Perceptions culturelles de la Double et du Landais

À l’ouest du département, cette vaste unité de paysage qui s’étend de chaque côté de la vallée de l’Isle tient une place discrète dans le corpus des représentations de la Dordogne. Les rares images ou descriptions anciennes confortent jusqu’à la fin du XIXe siècle une réputation d’insalubrité et de pauvreté. Les images contemporaines, toujours peu nombreuses, sont en grande partie centrées sur la forêt et les étangs, principaux motifs et atouts touristiques de l’unité de la Double et du Landais. L’architecture patrimoniale, comme presque partout en Dordogne, anime aussi les représentations les plus courantes, et permet parfois d‘ouvrir le champ visuel sur le paysage environnant.

V. Tassaint, Le Bignac par St-Germain-de-Salembre, carte postale ancienne, XXe siècle
Bibliothèque numérique du Périgord, 2 Fi 1923

« La Double, vaste contrée de 48 000 hectares, s’étend entre les parties inférieures des vallées de l’Isle et de la Dronne. C’est la portion la plus infertile et la plus malsaine de ce beau département.
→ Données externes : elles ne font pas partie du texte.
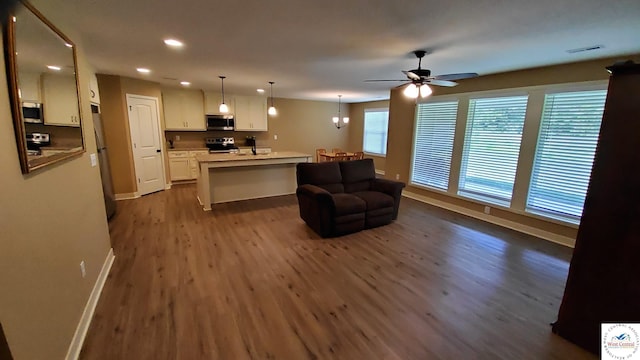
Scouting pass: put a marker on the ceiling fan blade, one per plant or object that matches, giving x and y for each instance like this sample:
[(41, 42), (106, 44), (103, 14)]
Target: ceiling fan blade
[(401, 85), (458, 76), (441, 82), (411, 75)]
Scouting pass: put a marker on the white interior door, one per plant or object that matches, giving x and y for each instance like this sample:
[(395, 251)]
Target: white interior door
[(144, 124)]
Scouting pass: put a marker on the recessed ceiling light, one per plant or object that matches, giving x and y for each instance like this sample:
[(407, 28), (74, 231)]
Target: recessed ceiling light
[(586, 48), (173, 42)]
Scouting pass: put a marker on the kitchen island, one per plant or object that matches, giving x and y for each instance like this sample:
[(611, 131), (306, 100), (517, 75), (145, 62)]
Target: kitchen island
[(241, 176)]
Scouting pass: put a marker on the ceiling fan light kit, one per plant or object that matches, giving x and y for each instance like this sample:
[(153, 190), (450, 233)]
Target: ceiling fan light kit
[(420, 79)]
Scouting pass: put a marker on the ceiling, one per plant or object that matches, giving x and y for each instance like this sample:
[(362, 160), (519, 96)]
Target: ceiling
[(319, 49)]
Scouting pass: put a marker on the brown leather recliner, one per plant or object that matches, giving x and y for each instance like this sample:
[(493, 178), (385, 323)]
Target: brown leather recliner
[(338, 198)]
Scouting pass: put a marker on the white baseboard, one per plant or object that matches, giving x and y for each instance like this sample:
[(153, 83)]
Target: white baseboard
[(530, 230), (90, 307), (127, 196)]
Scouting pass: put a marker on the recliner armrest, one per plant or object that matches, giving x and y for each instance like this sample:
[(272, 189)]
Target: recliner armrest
[(316, 192)]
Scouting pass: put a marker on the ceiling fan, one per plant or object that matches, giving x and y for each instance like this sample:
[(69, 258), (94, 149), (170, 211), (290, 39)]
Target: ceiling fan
[(420, 79)]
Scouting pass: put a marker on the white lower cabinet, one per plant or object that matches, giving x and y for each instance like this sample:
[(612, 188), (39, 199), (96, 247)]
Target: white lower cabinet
[(183, 164), (179, 165), (193, 163)]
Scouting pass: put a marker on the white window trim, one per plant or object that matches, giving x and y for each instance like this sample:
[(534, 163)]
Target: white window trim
[(378, 109), (463, 99)]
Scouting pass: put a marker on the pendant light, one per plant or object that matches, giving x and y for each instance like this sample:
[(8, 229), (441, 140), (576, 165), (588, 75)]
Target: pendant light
[(272, 110), (223, 107), (338, 121)]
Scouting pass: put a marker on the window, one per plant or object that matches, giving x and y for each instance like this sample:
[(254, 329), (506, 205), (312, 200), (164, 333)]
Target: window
[(491, 148), (376, 122), (564, 154), (435, 128)]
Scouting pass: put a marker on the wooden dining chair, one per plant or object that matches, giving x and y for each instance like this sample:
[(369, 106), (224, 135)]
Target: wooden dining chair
[(340, 156)]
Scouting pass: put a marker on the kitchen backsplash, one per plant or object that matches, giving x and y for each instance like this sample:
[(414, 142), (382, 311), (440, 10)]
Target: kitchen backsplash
[(195, 139)]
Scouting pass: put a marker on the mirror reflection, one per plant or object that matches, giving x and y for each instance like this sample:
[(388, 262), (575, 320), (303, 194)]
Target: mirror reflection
[(44, 72)]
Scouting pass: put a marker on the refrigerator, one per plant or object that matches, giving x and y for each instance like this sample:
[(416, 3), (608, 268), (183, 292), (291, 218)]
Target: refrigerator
[(103, 163)]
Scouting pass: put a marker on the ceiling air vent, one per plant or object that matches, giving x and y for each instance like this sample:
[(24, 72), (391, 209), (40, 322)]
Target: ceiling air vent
[(587, 48)]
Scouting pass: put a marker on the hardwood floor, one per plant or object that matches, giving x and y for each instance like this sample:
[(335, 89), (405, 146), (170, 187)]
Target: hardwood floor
[(249, 280)]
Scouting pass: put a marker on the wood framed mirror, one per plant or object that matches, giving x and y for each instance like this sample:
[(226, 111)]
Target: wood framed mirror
[(43, 87)]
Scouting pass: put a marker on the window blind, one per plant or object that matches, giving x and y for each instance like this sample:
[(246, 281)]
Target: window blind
[(435, 129), (564, 153), (491, 148), (376, 122)]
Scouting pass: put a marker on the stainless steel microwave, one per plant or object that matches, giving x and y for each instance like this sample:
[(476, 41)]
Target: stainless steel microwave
[(220, 122), (32, 112)]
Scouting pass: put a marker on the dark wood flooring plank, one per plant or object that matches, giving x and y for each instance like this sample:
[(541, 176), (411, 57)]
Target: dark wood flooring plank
[(249, 280)]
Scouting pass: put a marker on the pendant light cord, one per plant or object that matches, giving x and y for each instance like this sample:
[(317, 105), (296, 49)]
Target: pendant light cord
[(222, 78)]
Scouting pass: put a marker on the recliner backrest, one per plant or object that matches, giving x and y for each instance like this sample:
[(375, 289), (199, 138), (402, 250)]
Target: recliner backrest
[(357, 175), (325, 175)]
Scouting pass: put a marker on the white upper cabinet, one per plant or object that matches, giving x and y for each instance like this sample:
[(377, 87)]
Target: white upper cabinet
[(29, 87), (60, 100), (183, 110), (251, 113)]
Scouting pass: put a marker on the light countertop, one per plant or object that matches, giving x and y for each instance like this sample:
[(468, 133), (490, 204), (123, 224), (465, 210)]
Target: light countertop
[(187, 149), (226, 157)]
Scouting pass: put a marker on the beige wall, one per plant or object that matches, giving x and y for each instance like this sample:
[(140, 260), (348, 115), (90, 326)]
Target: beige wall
[(401, 128), (51, 220), (356, 131), (300, 125)]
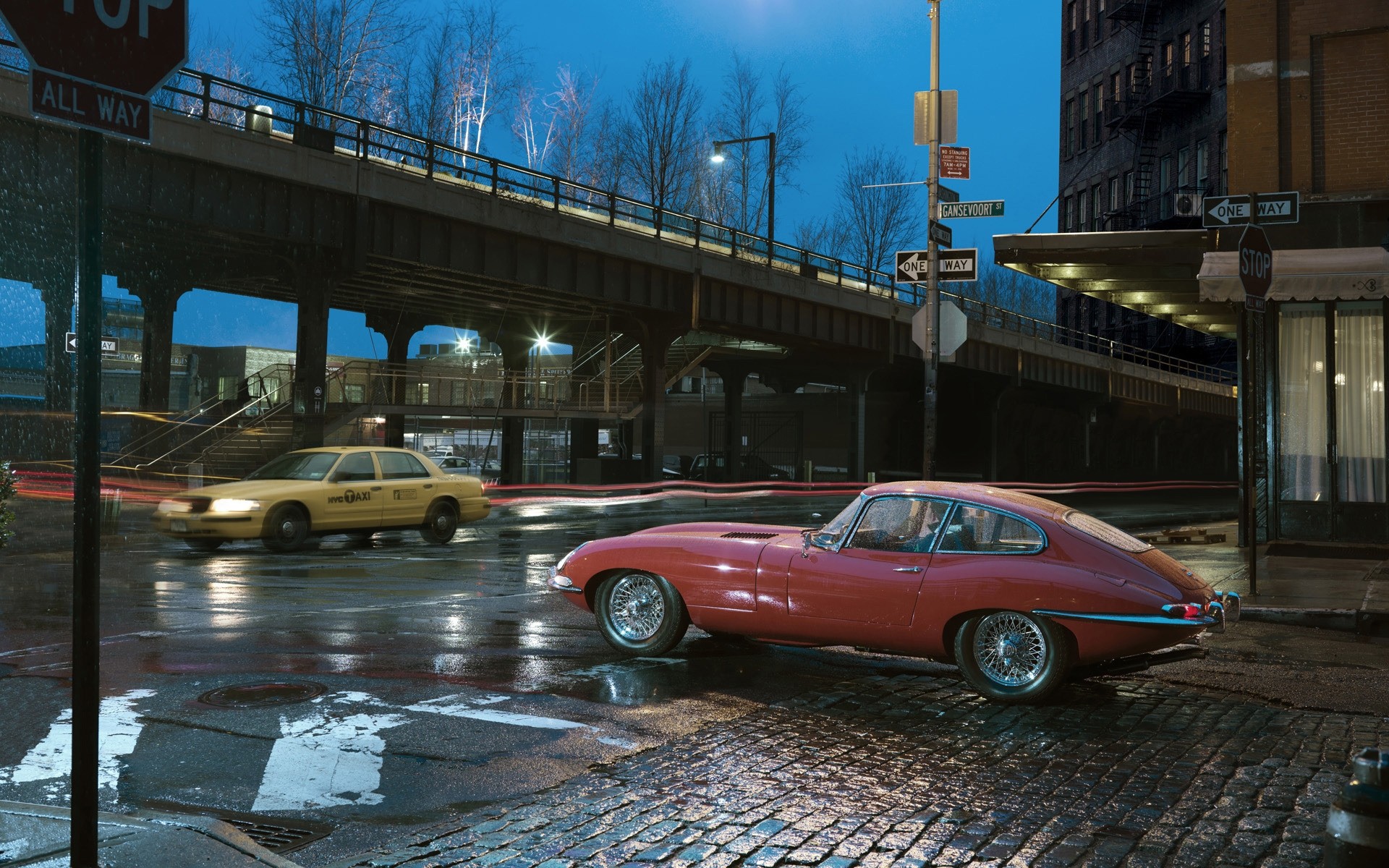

Çà et là on y rencontre quelques champs cultivés, quelques vignobles qui tendent chaque jour à se multiplier aux dépens des bois de pins mais l’œil ne découvre partout ailleurs que des ajoncs, des coteaux stériles et des « nauves », prairies mouillées, où prennent naissance des brouillards empoisonnés qui rendaient cette région presque inhabitable avant les travaux de desséchement des étangs qu’on y rencontrait, lesquels ont, en partie, été exécutés par des religieux (trappistes) établis dans ces parages. »

Adolphe Joanne, Géographie du département de la Dordogne, Hachette, 1877

« […] peu à peu, le sol prend un aspect sablonneux et pauvre ; les montagnes se sont éloignées, nous roulons sur un vaste et monotone plateau d’où la vue s’étend, au-dessus de la vallée de l’Isle, cachée dans un enfoncement, vers les cimes boisées qui forment la limite orientale de la Double. Les maisons sont rares et bâties en bois, la pierre de tailles, orgueil du haut pays, et même le moellon faisant défaut ; les toits de chaume se montrent çà et là. Aux bords de coupures formées par des ruisseaux qui se traînent languissamment, quelques prairies s’étalent peu fournies et parfois marécageuses. La culture en billons domine. Au sommet de ces remblais s’agitent des froments clairsemés, des sarrazins et des rangées de citrouilles qui remplacent, sans doute, le maïs. Les terres labourées semblent battues et devenues dures comme du mortier sous l’action des pluies qui depuis six semaines, n’ont presque pas cessé. La vigne se cultive en joalles, dont beaucoup malheureusement sont à double et triple rang ; elle végète bien. C’est dans ce triste pays que se trouve la station de Beaupouyet. »

M. L. De Lamothe, Voyages agricoles en Périgord et dans les pays voisins, Dupont et Cie, 1880

« En d’autres temps, j’aurais été envieux de voir la ville, mais pour lors, la peine m’ôtait toute idée de m’intéresser à tant de choses si nouvelles pour moi. Les gens, dans les rues, sur le pas des portes ou des boutiques, nous dévisageaient curieusement, connaissant bien à notre air et à notre accoutrement que nous étions sortis de quelque partie des plus sauvages du Périgord : de la Double, ou des landes du Nontronnais, ou de la Forêt Barade, comme il était vrai. »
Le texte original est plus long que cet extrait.